Professeure de science politique à la Sorbonne, Delphine Dulong vient de publier « Premier ministre » chez CNRS Éditions. Elle revient pour Est-Actu sur l’évolution de ce rôle sous la Ve République.
par Cécile Pirou
Delphine Dulong nous invite chez elle dans le 20e arrondissement, à Paris, afin de s’entretenir sur son dernier ouvrage, aux éditions CNRS, intitulé Premier Ministre.
Que vous inspire l’élection présidentielle à venir ?
Delphine Dulong : De la consternation. À gauche comme à droite, on est dans la continuité d’un processus d’éparpillement des votes qui a commencé depuis les années 80. Malgré le filtre renforcé des 500 parrainages dans 30 départements, instaurés en 1977, les candidats restent trop nombreux. Avant 1981, les deux principaux candidats cumulaient plus de 50 % des voix au premier tour. Après 1981, ce n’est plus le cas. En 2017, Emmanuel Macron n’obtient que 24,01 % des voix. Ce qui signifie qu’il n’est que le premier choix de moins d’un quart des électeurs. Les présidents sont ainsi élus sur un programme qui n’est partagé que par une minorité. Tout cela contribue à la crise de la représentation, d’autant que les locataires de l’Élysée sont tout sauf issus du peuple. Ils n’ont aucune idée de ce que c’est de vivre avec un Smic. Ils ne peuvent que se mettre à dos une majorité de Français.

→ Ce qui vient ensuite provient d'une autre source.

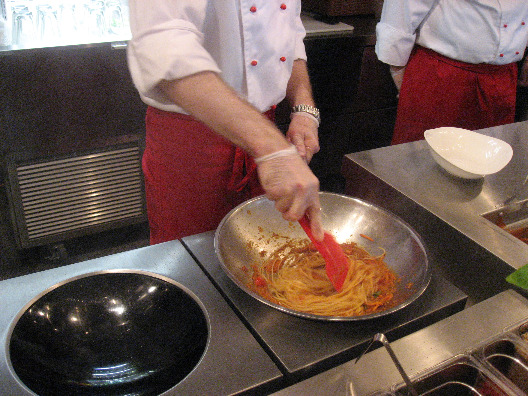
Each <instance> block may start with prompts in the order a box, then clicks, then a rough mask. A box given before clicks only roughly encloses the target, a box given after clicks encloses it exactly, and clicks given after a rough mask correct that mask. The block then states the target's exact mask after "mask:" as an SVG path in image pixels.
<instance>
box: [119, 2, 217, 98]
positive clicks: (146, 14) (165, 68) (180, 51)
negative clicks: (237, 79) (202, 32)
mask: <svg viewBox="0 0 528 396" xmlns="http://www.w3.org/2000/svg"><path fill="white" fill-rule="evenodd" d="M208 4H209V1H207V0H149V1H145V0H130V1H129V6H130V28H131V31H132V39H131V40H130V42H129V44H128V49H127V52H128V54H127V55H128V62H129V68H130V72H131V75H132V79H133V80H134V84H135V85H136V88H137V89H138V91H139V92H140V94H141V95H143V96H147V97H150V98H153V99H155V100H156V101H159V102H164V101H166V99H164V97H163V96H162V95H161V93H160V92H159V91H158V88H157V87H158V84H159V82H160V81H162V80H173V79H178V78H183V77H186V76H189V75H192V74H195V73H198V72H201V71H213V72H217V73H219V72H220V69H219V67H218V65H217V64H216V62H215V61H214V60H213V58H212V57H211V55H210V54H209V53H208V51H207V50H206V49H205V48H204V46H203V33H202V31H201V29H202V26H203V20H204V18H205V13H206V11H207V7H208Z"/></svg>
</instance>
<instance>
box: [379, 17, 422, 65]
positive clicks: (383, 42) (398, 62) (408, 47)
mask: <svg viewBox="0 0 528 396" xmlns="http://www.w3.org/2000/svg"><path fill="white" fill-rule="evenodd" d="M415 40H416V35H415V34H408V33H405V32H402V31H399V30H397V29H395V28H393V27H392V26H391V25H388V24H386V23H383V22H380V23H378V24H377V26H376V47H375V49H376V55H377V56H378V59H379V60H380V61H381V62H383V63H387V64H389V65H393V66H405V65H406V64H407V62H408V61H409V56H410V55H411V51H412V49H413V47H414V43H415Z"/></svg>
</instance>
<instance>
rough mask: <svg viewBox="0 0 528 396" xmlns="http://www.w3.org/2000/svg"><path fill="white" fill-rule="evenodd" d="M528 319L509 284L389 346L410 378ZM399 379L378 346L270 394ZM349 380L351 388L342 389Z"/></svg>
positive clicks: (319, 390) (518, 300)
mask: <svg viewBox="0 0 528 396" xmlns="http://www.w3.org/2000/svg"><path fill="white" fill-rule="evenodd" d="M527 320H528V300H526V299H524V298H523V297H521V296H520V295H519V294H517V293H515V292H513V291H511V290H510V291H506V292H503V293H500V294H498V295H496V296H494V297H492V298H490V299H488V300H485V301H483V302H481V303H479V304H476V305H474V306H472V307H470V308H468V309H466V310H464V311H462V312H459V313H457V314H455V315H453V316H451V317H449V318H446V319H444V320H442V321H440V322H438V323H436V324H433V325H431V326H429V327H427V328H425V329H422V330H419V331H417V332H415V333H413V334H411V335H409V336H406V337H404V338H401V339H399V340H396V341H393V342H391V346H392V349H393V350H394V353H395V354H396V356H397V357H398V359H399V360H400V362H401V364H402V366H403V368H404V370H405V371H406V373H407V374H408V375H409V377H410V378H411V380H414V379H415V378H416V377H417V376H419V375H420V374H421V373H423V372H424V371H427V370H428V369H431V368H433V367H435V366H437V365H439V364H441V363H442V362H446V361H449V360H450V359H452V358H453V357H455V356H457V355H461V354H465V353H467V352H468V351H471V350H473V349H475V348H477V347H478V346H479V345H481V344H482V343H483V342H485V341H487V340H489V339H491V338H493V337H494V336H496V335H501V334H502V333H504V332H505V331H507V330H508V329H510V328H511V327H513V326H516V325H519V324H521V323H525V322H526V321H527ZM389 341H391V340H390V338H389ZM402 382H403V380H402V377H401V376H400V374H399V372H398V370H397V369H396V366H395V365H394V363H393V362H392V360H391V359H390V357H389V355H388V353H387V351H386V350H385V349H384V348H378V349H375V350H373V351H372V352H369V353H367V354H366V355H365V356H363V357H362V358H361V359H360V360H359V362H357V363H355V361H350V362H348V363H346V364H343V365H341V366H338V367H336V368H333V369H331V370H328V371H326V372H324V373H322V374H319V375H317V376H314V377H312V378H310V379H308V380H305V381H302V382H300V383H298V384H296V385H293V386H291V387H289V388H286V389H284V390H281V391H279V392H277V393H274V394H273V396H296V395H303V396H312V395H313V396H316V395H326V396H330V395H335V396H337V395H343V396H344V395H350V394H353V395H355V396H365V395H370V394H372V393H373V392H377V391H388V390H390V389H391V387H393V386H394V385H397V384H401V383H402ZM350 383H351V384H352V390H353V392H354V393H350V389H347V388H350V385H351V384H350ZM347 391H348V392H349V393H347ZM380 394H381V393H380Z"/></svg>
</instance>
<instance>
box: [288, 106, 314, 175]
mask: <svg viewBox="0 0 528 396" xmlns="http://www.w3.org/2000/svg"><path fill="white" fill-rule="evenodd" d="M318 127H319V122H317V120H316V119H315V117H314V116H311V115H310V114H308V113H303V112H298V113H293V114H292V117H291V121H290V126H289V128H288V131H287V132H286V137H287V139H288V140H289V141H290V142H291V143H292V144H293V145H294V146H295V147H296V148H297V151H298V152H299V155H300V156H301V157H302V158H303V159H304V160H305V161H306V163H307V164H309V163H310V161H311V160H312V157H313V155H314V154H315V153H317V152H319V149H320V148H319V136H318Z"/></svg>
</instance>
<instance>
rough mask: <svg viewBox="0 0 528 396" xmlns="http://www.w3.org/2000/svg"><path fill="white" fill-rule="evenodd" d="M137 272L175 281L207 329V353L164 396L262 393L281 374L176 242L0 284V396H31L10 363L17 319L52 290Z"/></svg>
mask: <svg viewBox="0 0 528 396" xmlns="http://www.w3.org/2000/svg"><path fill="white" fill-rule="evenodd" d="M104 271H122V272H127V271H136V272H139V273H145V274H147V275H149V274H155V275H161V276H164V277H167V278H169V279H171V280H174V281H175V282H177V283H178V284H180V285H182V286H183V287H185V288H187V289H189V290H190V291H191V292H192V293H193V294H194V296H195V297H196V299H197V300H198V301H199V302H200V303H201V305H202V306H203V309H204V313H205V315H206V318H207V321H208V326H209V340H208V343H207V347H206V351H205V353H204V355H203V356H202V359H201V360H200V362H199V363H198V365H197V366H196V367H195V369H194V370H193V371H192V372H191V373H190V374H189V375H188V376H187V377H186V378H185V379H183V380H182V381H181V382H180V383H179V384H177V385H176V386H174V387H173V388H171V389H169V390H168V391H167V392H165V393H163V394H164V395H174V394H178V395H181V394H185V395H231V394H240V393H242V392H245V391H249V390H256V389H261V390H260V392H262V389H266V386H268V385H270V384H271V383H273V382H276V381H278V380H280V379H281V377H282V373H281V372H280V371H279V369H278V367H277V366H276V365H275V364H274V363H273V361H272V360H271V358H270V357H269V356H268V355H267V354H266V352H265V351H264V350H263V349H262V348H261V347H260V345H259V344H258V342H257V341H256V339H255V338H254V337H253V336H252V335H251V333H250V332H249V331H248V329H247V328H246V327H245V326H244V325H243V323H242V322H241V321H240V320H239V319H238V318H237V316H236V315H235V313H234V312H233V311H232V310H231V308H230V307H229V305H228V304H227V303H226V301H225V300H224V299H223V298H222V296H221V295H220V294H219V293H218V292H217V290H216V289H215V288H214V287H213V285H212V284H211V282H210V281H209V280H208V279H207V277H206V275H205V274H204V273H203V272H202V271H201V270H200V268H199V267H198V266H197V264H196V262H195V261H194V260H193V258H192V257H191V256H190V255H189V253H188V252H187V251H186V250H185V249H184V248H183V246H182V245H181V243H180V242H179V241H174V242H167V243H163V244H159V245H155V246H149V247H145V248H141V249H136V250H132V251H129V252H125V253H119V254H115V255H112V256H107V257H103V258H99V259H94V260H89V261H85V262H81V263H78V264H73V265H68V266H64V267H60V268H56V269H51V270H47V271H43V272H37V273H34V274H30V275H25V276H21V277H17V278H11V279H8V280H5V281H2V282H0V306H1V307H2V308H1V309H0V345H1V348H0V394H1V395H12V396H22V395H34V393H33V392H31V391H30V390H29V389H28V388H27V387H25V386H24V385H22V384H21V382H20V380H19V379H18V377H17V376H16V375H15V374H14V371H13V368H12V367H11V365H10V359H9V354H8V351H9V340H10V334H11V332H12V330H13V327H14V325H15V322H16V319H17V318H18V317H19V316H20V315H21V313H22V312H24V311H25V309H27V308H28V307H29V306H30V305H31V304H32V303H33V302H35V300H36V299H37V298H38V297H40V296H42V295H43V294H44V293H45V292H46V291H49V290H50V288H53V287H54V286H56V285H59V284H62V283H64V282H66V281H67V280H69V279H74V278H76V277H79V276H85V275H86V274H92V273H101V272H104Z"/></svg>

Pensez-vous que le statut du Premier ministre, qui s’est retrouvé relégué au second plan, comme vous l’expliquez dans votre livre, serait une des causes du désintérêt politique des Français ?
L’histoire du Premier ministre est centrale pour comprendre la Ve République car elle raconte comment le système a été dévoyé. Depuis De Gaulle et l’élection présidentielle au suffrage universel direct en 1962, le Premier ministre, nommé par le président, se retrouve moins légitime. Cette décision va profondément transformer le fonctionnement du régime. Aujourd’hui, le président n’est plus un arbitre suprême au-dessus des guerres partisanes. On se retrouve avec deux chefs de la majorité potentiellement rivaux. Cela produit du conflit là où il devrait n’y avoir que de la coopération. Pour éviter le conflit, les présidents choisissent leur Premier ministre sans autorité politique, comme Castex. La fidélité est devenue le principal critère de leur sélection. Nous sommes alors en permanence dans la culture du soupçon, largement relayée par certains médias qui contribuent à ce dévoiement en soulignant les rivalités. C’est pour démontrer que le problème est plus compliqué qu’une simple querelle de personnes que j’ai écrit ce livre.
Y a-t-il des solutions ?
Oui, sans changer de constitution, la plus simple serait de supprimer l’élection du président au suffrage universel direct et de revenir à un système où le président est issu d’un collège électoral, comme c’était prévu au départ. Une autre serait de retirer une partie de ses pouvoirs au président, notamment celui de nommer seul le Premier ministre, ou bien d’institutionnaliser la cohabitation car elle est plus équilibrée en terme de partage des pouvoirs. Mais on a tout fait pour ne plus l’avoir. On pourrait imaginer aussi une élection en binôme, président et Premier ministre, un peu comme aux États-Unis.
Allez-vous voter à l’élection présidentielle ?
Non, sauf si c’est Zemmour-Macron. Je suis intellectuellement convaincue que je ne dois pas aller voter et cautionner ce système, mais à chaque scrutin, je me sens obligée d’aller au moins à l’un des tours.